A farmer in upper New York State painted the word cow in big black letters on 
both sides of his white bossy but the hunters shot it anyway. In Wisconsin, as 
I was driving through, a hunter shot his own guide between the shoulder blades. 
[. . .]

With the rolling barrage going on in Maine, of course I was afraid for myself. 
Four automobiles were hit on opening day, but mainly I was afraid for Charley. 
I know that a poodle looks very like a buck deer to one of these hunters, and I 
had to find some way of protecting him. In Rocinante there was a box of red 
Kleenex that someone had given me as a present. I wrapped Charley's tail in red 
Kleenex and fastened it with rubber bands.

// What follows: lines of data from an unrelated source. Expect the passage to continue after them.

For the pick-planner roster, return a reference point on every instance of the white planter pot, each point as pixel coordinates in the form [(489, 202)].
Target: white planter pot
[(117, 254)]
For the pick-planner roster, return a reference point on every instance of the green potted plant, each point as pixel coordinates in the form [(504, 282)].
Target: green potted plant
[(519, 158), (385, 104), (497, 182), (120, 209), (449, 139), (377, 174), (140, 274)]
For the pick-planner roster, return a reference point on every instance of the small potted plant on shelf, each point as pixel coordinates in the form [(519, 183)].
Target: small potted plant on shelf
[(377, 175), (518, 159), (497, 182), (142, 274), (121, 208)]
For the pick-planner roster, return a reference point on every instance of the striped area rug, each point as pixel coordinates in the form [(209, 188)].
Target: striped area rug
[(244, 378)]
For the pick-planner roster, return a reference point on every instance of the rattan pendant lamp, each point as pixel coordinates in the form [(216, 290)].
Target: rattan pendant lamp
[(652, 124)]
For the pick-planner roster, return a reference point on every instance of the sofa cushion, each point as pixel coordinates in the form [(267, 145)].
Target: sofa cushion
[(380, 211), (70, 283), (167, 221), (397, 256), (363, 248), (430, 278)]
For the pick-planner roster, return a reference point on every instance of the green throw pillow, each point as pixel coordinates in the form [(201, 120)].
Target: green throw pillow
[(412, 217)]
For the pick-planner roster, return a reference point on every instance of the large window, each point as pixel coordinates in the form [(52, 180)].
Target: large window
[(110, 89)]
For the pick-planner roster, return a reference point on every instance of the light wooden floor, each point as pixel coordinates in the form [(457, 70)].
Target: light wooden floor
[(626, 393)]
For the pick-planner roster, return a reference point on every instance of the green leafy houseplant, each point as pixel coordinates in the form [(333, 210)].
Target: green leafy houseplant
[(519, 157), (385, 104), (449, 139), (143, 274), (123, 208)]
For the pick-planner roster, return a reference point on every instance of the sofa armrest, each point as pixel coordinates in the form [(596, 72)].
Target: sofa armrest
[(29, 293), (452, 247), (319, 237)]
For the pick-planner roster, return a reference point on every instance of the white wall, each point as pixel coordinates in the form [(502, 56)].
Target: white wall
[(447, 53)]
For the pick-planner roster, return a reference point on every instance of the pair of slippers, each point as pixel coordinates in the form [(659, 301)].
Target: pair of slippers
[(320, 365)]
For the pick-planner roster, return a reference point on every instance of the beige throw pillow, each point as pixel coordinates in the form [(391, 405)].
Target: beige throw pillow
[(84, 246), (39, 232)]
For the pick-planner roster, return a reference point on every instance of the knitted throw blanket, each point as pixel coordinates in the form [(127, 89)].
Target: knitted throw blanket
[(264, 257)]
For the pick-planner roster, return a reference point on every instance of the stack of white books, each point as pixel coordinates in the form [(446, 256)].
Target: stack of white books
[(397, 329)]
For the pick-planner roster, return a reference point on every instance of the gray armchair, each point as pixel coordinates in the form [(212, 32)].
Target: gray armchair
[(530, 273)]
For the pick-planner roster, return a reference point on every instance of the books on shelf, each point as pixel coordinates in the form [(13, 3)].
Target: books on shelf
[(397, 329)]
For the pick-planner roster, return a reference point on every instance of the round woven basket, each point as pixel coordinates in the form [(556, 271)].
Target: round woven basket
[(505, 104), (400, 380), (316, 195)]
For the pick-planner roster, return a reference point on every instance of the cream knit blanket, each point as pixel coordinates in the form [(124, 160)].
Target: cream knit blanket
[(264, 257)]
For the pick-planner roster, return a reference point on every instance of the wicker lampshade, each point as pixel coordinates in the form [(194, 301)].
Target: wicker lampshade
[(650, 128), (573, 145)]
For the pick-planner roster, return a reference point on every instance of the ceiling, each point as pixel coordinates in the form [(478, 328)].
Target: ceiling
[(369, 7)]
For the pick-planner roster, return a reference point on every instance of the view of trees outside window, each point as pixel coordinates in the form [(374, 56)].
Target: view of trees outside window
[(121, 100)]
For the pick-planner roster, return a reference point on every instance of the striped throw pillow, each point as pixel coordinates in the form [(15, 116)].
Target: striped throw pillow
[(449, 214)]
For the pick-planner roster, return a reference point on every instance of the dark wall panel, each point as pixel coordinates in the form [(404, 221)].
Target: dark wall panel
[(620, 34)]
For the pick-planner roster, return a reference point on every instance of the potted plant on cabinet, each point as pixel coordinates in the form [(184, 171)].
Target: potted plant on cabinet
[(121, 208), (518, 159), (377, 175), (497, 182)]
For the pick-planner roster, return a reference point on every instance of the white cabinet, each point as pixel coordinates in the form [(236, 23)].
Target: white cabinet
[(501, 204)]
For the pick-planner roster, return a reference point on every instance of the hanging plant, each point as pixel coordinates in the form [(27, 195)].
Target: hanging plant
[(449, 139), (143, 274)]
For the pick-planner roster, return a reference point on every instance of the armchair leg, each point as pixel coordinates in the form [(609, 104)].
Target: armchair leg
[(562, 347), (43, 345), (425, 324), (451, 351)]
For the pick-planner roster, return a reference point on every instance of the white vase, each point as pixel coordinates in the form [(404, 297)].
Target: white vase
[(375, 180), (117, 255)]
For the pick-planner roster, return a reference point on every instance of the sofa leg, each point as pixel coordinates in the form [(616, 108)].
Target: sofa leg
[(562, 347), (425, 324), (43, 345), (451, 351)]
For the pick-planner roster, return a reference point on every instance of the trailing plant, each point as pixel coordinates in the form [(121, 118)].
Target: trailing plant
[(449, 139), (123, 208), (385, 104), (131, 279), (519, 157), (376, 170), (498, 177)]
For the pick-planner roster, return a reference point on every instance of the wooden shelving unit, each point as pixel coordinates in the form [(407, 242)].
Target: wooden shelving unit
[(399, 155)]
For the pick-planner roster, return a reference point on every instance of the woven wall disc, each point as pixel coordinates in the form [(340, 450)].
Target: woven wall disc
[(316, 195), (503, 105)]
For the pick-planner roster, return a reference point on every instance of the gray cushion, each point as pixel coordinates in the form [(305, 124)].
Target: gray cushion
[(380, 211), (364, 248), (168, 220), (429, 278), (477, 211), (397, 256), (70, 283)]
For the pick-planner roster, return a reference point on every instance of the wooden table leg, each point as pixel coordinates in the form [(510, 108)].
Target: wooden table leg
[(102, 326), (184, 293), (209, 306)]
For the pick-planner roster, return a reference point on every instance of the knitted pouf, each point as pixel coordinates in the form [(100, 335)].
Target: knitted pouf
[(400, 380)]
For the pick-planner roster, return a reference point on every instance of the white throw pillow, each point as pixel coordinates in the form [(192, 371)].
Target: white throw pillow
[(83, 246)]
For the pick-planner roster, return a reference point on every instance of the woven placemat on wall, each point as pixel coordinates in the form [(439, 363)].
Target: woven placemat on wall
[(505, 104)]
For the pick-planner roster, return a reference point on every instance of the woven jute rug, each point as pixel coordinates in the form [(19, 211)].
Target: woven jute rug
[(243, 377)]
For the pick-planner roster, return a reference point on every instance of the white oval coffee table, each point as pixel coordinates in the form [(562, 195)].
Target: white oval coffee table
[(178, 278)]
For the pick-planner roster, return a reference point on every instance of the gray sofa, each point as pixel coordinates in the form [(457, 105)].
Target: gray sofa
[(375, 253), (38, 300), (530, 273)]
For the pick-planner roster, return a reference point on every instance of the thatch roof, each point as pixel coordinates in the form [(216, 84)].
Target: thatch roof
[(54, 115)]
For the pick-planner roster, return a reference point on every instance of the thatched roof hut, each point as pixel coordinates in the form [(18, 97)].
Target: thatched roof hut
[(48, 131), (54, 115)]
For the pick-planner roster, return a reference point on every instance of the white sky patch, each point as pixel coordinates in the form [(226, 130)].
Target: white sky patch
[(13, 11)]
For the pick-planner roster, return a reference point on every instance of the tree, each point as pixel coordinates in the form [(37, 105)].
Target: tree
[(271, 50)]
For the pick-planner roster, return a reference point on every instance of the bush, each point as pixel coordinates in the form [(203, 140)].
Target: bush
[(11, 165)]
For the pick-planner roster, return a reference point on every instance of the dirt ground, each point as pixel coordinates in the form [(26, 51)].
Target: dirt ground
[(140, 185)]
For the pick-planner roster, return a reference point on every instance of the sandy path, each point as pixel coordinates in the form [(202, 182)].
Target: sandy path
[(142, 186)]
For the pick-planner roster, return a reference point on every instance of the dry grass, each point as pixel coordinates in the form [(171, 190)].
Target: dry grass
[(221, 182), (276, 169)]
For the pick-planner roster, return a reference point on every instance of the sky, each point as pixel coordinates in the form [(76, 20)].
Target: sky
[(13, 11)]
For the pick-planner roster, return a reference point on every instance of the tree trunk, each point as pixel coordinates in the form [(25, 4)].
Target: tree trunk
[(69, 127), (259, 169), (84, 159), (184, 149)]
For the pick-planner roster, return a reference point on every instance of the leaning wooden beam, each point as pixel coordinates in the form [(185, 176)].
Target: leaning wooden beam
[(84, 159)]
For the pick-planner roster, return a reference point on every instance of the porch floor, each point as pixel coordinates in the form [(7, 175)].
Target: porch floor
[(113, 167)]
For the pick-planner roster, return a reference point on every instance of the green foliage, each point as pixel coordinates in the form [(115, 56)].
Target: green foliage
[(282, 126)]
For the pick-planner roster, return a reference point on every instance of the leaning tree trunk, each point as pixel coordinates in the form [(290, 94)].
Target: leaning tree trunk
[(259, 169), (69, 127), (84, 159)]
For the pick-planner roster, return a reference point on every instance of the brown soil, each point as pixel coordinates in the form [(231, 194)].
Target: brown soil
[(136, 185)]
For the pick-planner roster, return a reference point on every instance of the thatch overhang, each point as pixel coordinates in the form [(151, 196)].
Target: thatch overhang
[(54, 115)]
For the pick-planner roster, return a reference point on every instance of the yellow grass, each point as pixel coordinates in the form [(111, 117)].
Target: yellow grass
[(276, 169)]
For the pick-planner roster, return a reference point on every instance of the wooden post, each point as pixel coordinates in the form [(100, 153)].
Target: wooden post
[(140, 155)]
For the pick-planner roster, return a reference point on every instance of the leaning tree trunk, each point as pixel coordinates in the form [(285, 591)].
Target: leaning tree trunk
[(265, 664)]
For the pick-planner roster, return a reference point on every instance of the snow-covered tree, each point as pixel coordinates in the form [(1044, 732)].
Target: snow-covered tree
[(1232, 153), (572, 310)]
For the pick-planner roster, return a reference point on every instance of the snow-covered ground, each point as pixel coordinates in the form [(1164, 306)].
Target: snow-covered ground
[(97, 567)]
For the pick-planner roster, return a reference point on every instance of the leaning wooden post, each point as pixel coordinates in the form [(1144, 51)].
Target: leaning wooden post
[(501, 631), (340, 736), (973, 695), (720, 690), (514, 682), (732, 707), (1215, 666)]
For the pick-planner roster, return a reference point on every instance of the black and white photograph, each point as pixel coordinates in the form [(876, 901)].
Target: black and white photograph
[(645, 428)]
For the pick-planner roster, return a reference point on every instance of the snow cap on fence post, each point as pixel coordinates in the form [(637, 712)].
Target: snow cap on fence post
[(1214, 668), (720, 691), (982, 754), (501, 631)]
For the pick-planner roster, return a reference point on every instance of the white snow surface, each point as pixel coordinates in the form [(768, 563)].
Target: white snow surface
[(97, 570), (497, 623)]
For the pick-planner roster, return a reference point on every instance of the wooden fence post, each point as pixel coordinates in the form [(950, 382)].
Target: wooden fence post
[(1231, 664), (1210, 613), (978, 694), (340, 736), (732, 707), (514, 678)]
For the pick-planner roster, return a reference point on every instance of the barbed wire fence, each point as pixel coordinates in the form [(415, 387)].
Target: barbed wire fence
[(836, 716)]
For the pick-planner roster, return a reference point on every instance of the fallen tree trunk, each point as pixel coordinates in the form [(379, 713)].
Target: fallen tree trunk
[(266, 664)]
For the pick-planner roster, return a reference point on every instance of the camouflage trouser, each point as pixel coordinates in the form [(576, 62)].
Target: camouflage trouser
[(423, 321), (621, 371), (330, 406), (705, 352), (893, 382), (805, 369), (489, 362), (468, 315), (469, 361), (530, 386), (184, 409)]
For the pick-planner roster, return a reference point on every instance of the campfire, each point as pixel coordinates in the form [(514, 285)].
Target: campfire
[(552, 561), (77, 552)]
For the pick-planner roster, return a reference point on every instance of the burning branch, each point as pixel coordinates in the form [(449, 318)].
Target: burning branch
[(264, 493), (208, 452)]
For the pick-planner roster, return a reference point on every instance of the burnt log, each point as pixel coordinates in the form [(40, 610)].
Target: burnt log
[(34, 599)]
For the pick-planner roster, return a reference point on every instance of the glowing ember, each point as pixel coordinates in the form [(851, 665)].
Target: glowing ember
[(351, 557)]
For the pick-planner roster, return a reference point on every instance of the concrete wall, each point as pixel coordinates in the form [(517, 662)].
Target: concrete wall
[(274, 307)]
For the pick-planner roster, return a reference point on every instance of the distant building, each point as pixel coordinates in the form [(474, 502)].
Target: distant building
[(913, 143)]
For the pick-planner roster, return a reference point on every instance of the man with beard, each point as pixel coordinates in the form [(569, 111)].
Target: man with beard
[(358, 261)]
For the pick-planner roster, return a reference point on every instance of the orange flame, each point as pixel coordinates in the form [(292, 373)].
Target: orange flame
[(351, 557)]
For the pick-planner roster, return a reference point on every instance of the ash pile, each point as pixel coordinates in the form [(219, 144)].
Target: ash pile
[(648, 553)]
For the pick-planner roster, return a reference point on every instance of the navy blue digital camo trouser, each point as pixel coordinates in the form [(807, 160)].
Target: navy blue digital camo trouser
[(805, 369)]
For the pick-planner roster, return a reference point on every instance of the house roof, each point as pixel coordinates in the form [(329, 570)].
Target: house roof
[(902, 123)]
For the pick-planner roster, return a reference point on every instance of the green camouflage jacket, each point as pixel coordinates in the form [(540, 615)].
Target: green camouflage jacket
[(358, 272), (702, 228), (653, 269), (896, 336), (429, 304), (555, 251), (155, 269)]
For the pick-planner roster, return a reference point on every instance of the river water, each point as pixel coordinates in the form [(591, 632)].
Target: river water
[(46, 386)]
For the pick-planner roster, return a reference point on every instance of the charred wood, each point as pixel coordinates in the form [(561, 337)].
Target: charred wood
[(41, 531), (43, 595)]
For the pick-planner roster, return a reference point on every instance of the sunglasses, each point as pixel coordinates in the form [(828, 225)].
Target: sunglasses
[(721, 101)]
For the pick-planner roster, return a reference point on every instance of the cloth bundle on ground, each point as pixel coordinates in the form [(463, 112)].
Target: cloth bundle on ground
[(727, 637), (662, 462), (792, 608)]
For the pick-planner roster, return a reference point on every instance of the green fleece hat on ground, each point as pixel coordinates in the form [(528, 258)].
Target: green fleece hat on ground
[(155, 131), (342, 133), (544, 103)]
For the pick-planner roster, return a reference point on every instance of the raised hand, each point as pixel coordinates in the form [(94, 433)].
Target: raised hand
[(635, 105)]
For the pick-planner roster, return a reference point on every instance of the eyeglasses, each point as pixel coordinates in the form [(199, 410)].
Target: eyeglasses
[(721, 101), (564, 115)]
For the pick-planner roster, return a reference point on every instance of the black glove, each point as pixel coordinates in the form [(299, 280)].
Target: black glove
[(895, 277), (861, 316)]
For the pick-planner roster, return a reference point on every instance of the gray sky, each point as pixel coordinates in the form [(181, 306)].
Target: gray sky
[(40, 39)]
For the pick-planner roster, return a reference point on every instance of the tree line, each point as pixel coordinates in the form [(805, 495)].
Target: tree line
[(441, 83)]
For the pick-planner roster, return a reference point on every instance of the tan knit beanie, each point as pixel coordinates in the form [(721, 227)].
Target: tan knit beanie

Every morning I renewed his flag, and he wore it all the way west while bullets 
whined and whistled around us. This was not intended to be funny. The radios 
warned against carrying a white handkerchief. Too many hunters seeing a flash 
of white have taken it for the tail of a running deer and cured a head cold 
with a single shot.

But this legacy of the frontiersman is not a new thing. When I was a child on 
the ranch near Salinas, California, we had a Chinese cook who regularly made a 
modest good thing of it. On a ridge not far away, a sycamore log lay on its 
side supported by two of its broken branches. Lees attention was drawn to this 
speckled fawn-colored chunk of wood by the bullet holes in it. He nailed a pair 
of horns to it and then retired to his cabin until deer season was over. Then 
he harvested the lead from the old tree trunk. Some seasons he got fifty or 
sixty pounds of it. It wasnt a fortune but it was wages. 

After a couple of years, when the tree was completely shot away, Lee replaced 
it with four gunny sacks of sand and the same antlers. Then it was even easier 
to harvest his crop.

If he had put out fifty of them it would have been a fortune, but Lee was a 
humble man who didnt care for mass production.